Pan Am Fiesta History

Montano and Solter

The origin of Lakewood’s oldest community-wide celebration has been told many times – how two neighbors who lived in the Greenmeadow neighborhood of Lakewood Village (now part of Long Beach) chatted over a backyard fence about the opening of a new park across from Mark Twain Elementary School. Recollections of that conversation, reported in the April 21, 1955 edition of the Long Beach Independent, gave 1945 as the year that the two neighbors talked. Later accounts say the origin year was 1946 or 1947. 

But all accounts agree that neighbors Jesse Solter, a member of the Lakewood Lions Club, and Walter Montano, a Bolivian immigrant, agreed that the new park should honor the spirit of Pan-American friendship. Closer ties between the United States and the nations of Latin America and the Caribbean were a cornerstone of American diplomacy during World War II. Solter and Montano hoped the Pan-American spirit would endure in newly post-war Lakewood. It’s symbol, they thought, would be Pan-American Park.

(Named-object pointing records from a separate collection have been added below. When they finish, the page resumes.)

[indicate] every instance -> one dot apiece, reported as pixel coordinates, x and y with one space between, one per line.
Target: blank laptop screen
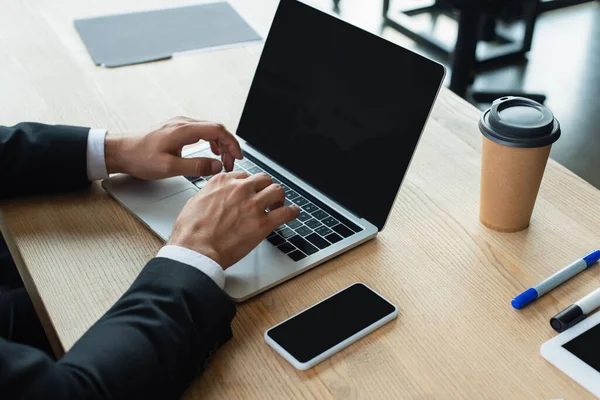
339 107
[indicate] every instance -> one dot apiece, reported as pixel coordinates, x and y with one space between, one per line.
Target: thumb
195 167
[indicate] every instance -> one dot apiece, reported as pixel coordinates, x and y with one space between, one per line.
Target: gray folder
118 40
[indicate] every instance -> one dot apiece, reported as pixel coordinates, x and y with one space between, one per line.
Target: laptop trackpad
161 216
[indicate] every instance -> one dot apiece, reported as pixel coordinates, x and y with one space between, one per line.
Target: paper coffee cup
517 136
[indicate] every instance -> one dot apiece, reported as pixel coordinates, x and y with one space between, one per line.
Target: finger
215 148
282 215
194 132
194 166
227 161
272 194
260 181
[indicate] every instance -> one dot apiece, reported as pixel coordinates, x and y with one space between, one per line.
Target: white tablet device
322 330
576 352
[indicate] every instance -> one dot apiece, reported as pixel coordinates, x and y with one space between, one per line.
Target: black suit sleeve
38 158
149 345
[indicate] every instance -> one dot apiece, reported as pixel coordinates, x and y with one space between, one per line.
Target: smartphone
322 330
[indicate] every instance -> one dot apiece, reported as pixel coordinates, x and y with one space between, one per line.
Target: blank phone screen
330 322
586 347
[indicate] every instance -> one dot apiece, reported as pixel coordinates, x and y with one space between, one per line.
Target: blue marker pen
550 283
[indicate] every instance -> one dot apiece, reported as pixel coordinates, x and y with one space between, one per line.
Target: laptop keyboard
316 228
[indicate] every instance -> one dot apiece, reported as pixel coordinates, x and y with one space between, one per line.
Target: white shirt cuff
196 260
96 164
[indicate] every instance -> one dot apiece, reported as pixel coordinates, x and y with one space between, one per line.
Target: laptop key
296 255
310 207
323 230
200 183
276 240
254 170
290 194
330 221
343 230
286 233
294 224
300 201
313 223
303 245
320 215
286 247
246 164
304 216
303 231
318 241
333 237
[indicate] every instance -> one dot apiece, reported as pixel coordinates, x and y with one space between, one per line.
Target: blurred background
547 50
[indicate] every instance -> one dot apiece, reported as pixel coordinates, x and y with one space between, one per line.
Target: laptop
334 115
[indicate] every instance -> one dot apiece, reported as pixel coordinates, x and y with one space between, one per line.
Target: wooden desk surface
457 335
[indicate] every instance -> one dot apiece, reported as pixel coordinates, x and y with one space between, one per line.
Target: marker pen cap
567 318
524 298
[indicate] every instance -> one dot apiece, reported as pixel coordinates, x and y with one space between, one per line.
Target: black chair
476 21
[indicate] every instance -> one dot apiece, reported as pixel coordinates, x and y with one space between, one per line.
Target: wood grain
452 279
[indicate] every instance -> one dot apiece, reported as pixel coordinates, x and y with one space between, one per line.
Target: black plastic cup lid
519 122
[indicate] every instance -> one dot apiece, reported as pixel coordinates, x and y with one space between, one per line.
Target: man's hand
157 155
227 218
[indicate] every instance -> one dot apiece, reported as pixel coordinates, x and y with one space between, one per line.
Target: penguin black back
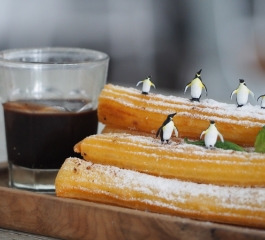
168 119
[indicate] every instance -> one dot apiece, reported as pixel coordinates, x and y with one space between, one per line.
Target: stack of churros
128 166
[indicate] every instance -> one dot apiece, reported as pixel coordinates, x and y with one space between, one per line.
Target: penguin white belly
196 89
242 97
210 139
167 130
146 87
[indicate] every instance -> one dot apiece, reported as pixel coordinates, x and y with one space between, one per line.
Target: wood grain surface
49 215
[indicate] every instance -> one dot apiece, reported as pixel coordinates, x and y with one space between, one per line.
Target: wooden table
24 213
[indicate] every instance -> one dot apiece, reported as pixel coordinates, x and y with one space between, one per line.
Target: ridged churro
128 108
107 184
175 160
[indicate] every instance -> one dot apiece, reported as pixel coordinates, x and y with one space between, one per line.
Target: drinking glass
49 98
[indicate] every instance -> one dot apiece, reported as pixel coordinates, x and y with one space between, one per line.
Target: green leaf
260 141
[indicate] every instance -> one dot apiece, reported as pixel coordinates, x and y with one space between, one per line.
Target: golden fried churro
175 160
107 184
127 107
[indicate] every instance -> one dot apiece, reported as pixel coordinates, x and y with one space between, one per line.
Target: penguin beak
172 115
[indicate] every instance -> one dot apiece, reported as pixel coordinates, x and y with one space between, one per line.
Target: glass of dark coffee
49 98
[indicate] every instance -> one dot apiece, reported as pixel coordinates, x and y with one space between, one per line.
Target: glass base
39 180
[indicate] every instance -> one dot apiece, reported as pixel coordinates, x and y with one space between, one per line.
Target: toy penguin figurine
167 128
211 135
146 85
196 86
242 93
262 100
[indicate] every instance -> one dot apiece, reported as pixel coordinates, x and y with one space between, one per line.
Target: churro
175 160
107 184
127 107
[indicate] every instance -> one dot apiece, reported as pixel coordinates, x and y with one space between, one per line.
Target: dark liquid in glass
40 136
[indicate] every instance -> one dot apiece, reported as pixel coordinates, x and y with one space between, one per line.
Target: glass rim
94 56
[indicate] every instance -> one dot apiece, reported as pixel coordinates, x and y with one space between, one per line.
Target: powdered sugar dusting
171 193
177 147
220 112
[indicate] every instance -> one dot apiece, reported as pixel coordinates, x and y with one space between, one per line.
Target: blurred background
169 40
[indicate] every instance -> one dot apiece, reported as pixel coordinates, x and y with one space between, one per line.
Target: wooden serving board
56 217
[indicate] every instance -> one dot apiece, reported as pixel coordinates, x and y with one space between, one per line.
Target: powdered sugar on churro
220 112
171 193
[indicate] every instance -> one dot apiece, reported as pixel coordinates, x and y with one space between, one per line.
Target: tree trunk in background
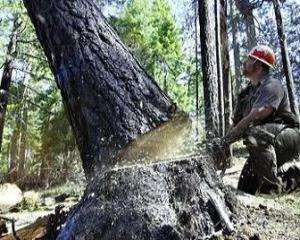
23 143
197 64
7 75
13 155
225 64
246 8
209 67
46 156
236 48
219 68
285 59
250 30
109 97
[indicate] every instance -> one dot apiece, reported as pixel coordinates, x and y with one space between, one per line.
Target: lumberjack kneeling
264 120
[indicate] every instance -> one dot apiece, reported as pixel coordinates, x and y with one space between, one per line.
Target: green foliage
149 29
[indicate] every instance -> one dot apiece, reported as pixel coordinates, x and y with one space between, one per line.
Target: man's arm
256 114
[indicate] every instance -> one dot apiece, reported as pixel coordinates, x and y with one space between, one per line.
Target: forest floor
268 217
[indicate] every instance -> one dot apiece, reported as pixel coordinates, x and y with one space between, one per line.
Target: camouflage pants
270 147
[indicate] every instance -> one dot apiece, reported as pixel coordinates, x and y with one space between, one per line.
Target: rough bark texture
220 68
209 67
7 75
236 49
174 200
246 8
23 144
13 155
197 61
109 98
285 59
225 65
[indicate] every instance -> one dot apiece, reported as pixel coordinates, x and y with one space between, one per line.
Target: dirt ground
269 217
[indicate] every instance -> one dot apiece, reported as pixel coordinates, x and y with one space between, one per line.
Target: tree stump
164 200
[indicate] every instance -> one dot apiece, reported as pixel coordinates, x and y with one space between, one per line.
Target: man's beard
246 72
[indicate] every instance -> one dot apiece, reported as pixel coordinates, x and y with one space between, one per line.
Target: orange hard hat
263 54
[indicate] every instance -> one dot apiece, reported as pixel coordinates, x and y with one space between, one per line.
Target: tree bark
109 98
196 62
285 59
246 8
236 49
13 155
209 67
225 65
219 68
23 143
170 201
7 75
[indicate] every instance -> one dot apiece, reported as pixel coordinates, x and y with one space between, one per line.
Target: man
270 130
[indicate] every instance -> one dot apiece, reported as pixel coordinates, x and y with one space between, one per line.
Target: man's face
249 67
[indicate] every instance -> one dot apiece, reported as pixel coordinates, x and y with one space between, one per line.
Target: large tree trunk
23 143
170 201
219 68
197 62
209 67
285 59
225 65
7 75
13 155
110 94
236 49
246 8
109 98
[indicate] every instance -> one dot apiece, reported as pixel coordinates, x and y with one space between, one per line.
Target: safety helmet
263 54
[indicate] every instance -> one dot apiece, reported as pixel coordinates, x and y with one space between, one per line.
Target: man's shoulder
272 83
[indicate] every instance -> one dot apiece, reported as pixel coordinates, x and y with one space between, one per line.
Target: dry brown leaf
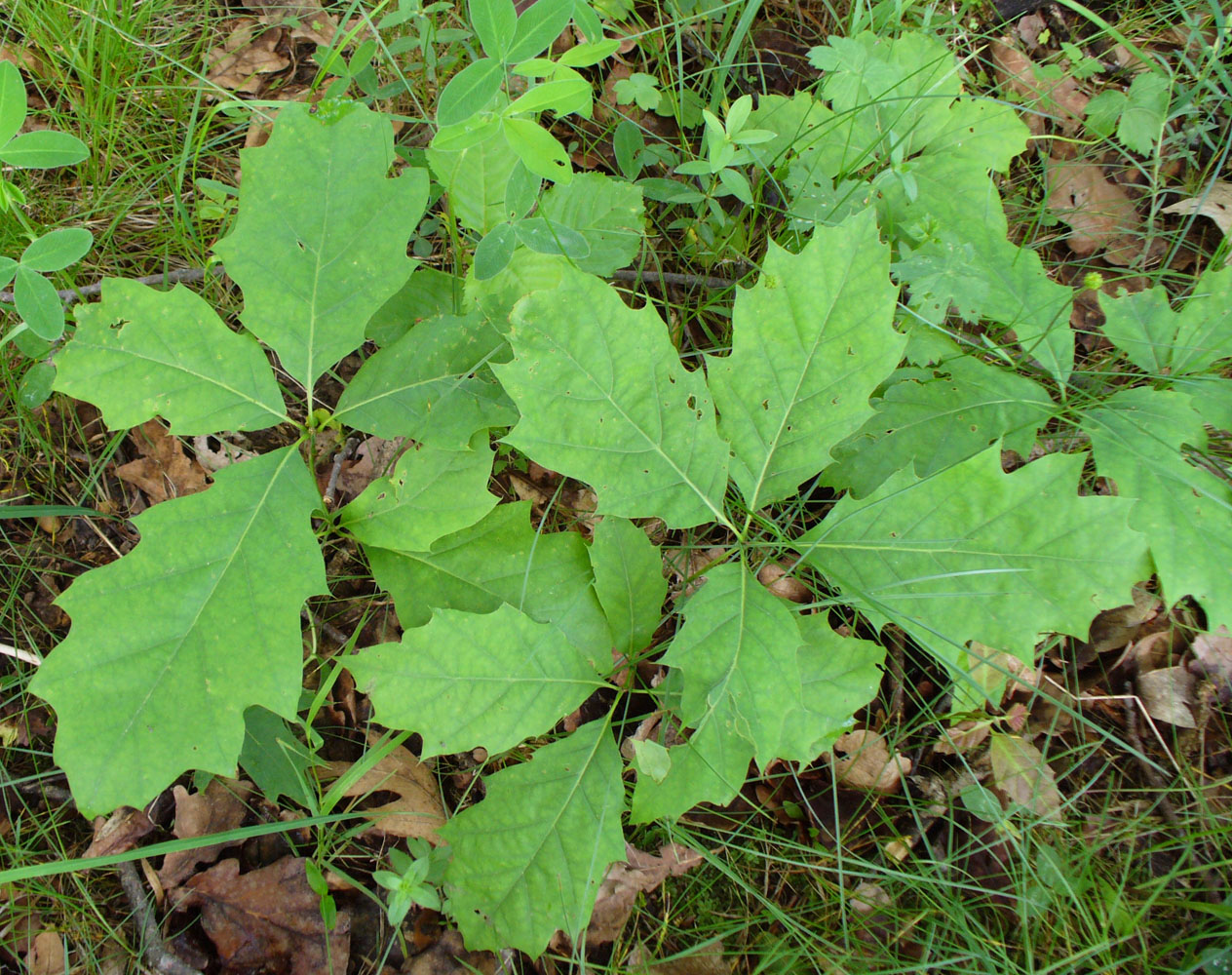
1167 694
416 808
1099 213
199 814
640 873
267 919
1020 775
249 52
867 764
118 832
1051 97
1214 202
46 956
164 470
775 578
447 956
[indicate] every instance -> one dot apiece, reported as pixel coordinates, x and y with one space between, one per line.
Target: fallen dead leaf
1167 694
447 956
46 956
416 808
1042 97
867 764
1099 213
775 578
1020 775
1214 202
640 873
248 53
200 814
118 832
164 470
267 919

When ground was broken for the park in September 1945, Latin American consular representatives were on hand to celebrate with Solter, Montano, and other Lakewood Village residents. The park was completed the following year, and in 1947 the first Pan-American Festival was held with Costa Rica as the honored nation. Inez Lehman, a social studies teacher at Lakewood Junior High School (now Bancroft Middle School), organized the first flag exchange. In the following years, the countries honored were Mexico, 1948: Argentina, 1949; Bolivia. 1950; Brazil. 1951; Chile, 1952; Colombia, 1953; Cuba, 1954; and the Dominican Republic, 1955.

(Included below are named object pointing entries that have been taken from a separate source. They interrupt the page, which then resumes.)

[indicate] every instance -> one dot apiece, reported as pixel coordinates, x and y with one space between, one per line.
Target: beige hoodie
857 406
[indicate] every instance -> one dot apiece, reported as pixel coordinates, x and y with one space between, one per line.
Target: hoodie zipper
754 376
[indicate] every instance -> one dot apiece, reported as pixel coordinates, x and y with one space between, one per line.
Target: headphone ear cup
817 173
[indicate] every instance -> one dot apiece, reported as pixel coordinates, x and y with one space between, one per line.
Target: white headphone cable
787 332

Lakewood’s tradition of international friendship was recognized by the United States Information Agency in 1956 with a Certificate of Merit “for outstanding service to world understanding” through festival events. Even today, the Pan-American Festival is credited as being the oldest community-based appreciation of pan-American cultures and peoples in the United States.

The early Pan-American Festivals included a parade, a flag presentation that highlighted the honored county, a band concert, and a dinner dance. 

Flag Ceremony

Teens in the 1950s holding flags of the Americas The festival soon became a two-day event, with folklorico dancing and awards to student essay contest winners on Friday and the Saludos Amigos parade and flag exchange on Saturday afternoon followed by a reception for consular officials at the Lakewood Golf Course clubhouse and a community dance at Pan-American Park in Lakewood Village. In 1960, all parade and festival events moved to Lakewood locations.

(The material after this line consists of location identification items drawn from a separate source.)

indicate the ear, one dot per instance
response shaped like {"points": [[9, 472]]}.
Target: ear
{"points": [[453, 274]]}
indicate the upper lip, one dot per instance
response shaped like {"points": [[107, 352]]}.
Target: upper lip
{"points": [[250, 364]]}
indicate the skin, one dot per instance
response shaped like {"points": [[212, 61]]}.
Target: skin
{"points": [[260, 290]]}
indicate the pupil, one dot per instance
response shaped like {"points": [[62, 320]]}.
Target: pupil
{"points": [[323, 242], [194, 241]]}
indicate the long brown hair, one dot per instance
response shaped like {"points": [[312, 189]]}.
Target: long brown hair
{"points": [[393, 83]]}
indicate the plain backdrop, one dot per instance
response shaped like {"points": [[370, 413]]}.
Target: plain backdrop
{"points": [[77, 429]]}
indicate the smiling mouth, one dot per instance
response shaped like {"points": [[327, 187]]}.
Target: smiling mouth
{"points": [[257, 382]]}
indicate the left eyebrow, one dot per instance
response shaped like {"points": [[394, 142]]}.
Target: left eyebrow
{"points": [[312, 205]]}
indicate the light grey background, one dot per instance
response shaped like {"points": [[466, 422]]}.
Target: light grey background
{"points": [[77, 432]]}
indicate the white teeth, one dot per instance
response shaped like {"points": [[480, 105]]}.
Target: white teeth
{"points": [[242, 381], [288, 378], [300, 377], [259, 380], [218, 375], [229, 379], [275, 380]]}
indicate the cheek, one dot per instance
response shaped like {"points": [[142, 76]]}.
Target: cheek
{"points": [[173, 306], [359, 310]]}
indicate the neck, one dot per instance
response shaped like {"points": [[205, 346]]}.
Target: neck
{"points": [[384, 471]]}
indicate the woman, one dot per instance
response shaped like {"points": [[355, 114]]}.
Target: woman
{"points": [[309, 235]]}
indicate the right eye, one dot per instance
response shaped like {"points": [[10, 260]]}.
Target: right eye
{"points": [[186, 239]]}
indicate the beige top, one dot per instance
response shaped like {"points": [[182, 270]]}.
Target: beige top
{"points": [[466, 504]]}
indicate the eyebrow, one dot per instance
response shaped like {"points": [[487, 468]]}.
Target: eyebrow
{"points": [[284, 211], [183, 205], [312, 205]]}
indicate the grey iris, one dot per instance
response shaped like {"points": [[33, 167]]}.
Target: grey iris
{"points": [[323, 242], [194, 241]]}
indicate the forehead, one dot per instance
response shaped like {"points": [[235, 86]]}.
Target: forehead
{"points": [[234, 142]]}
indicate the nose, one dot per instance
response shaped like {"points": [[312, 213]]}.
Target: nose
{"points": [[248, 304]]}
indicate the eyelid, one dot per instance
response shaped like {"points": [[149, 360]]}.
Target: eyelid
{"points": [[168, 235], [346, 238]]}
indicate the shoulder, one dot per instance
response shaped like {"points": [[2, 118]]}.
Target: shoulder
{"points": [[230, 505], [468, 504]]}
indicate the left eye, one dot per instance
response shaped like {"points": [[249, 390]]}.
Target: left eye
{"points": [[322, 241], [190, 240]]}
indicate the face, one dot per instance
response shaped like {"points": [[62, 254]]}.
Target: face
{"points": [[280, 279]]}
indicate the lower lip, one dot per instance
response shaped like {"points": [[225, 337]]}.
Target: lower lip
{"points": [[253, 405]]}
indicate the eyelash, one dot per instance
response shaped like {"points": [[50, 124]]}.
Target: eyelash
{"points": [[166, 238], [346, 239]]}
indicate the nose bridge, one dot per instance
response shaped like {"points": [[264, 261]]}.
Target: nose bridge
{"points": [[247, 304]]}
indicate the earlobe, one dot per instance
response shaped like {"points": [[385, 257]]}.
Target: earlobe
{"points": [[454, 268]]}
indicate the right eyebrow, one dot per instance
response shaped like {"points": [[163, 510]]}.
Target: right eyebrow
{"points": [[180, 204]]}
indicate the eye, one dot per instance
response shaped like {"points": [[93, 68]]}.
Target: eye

By 1962, the Pan-American Festival filled an entire week, beginning with the El Comienzo luncheon on Monday, an announcement of a new Pan-American Hostess, and student presentations in both English and Spanish. The festival concluded with a two-hour parade that ended at the Lakewood Civic Center.

Notable guests participated, including film and television actors Peter Graves, Fernando Lamas and Leo Carrillo, as well as champion athletes Pat McCormick and Susan Atwood and dignitaries from South and Central American nations. In recognition of Lakewood’s contract plan for law enforcement, Sheriff Eugene Biscailuz and Sheriff Peter Pitchess both served as parade Grand Marshals.

In the years after 1978 (when floats and marching bands no longer paraded), festival events, entertainment, and carnival rides began with a pancake breakfast at Mayfair Park and a display of historical photographs and programs telling the history of the Pan American Festival Association. The traditional trouping of flags opened the weekend’s dance and music performances that ended on Sunday evening with a free concert.

Today, fiesta food booths have been joined by food trucks and craft vendors selling their wares. Civic organizations offer information about health, public safety, environmental conservation, and neighborhood improvement. Cultural awareness activities enlighten young minds. The bright lights, laughs, and thrills of a small-town carnival remain part of the fun.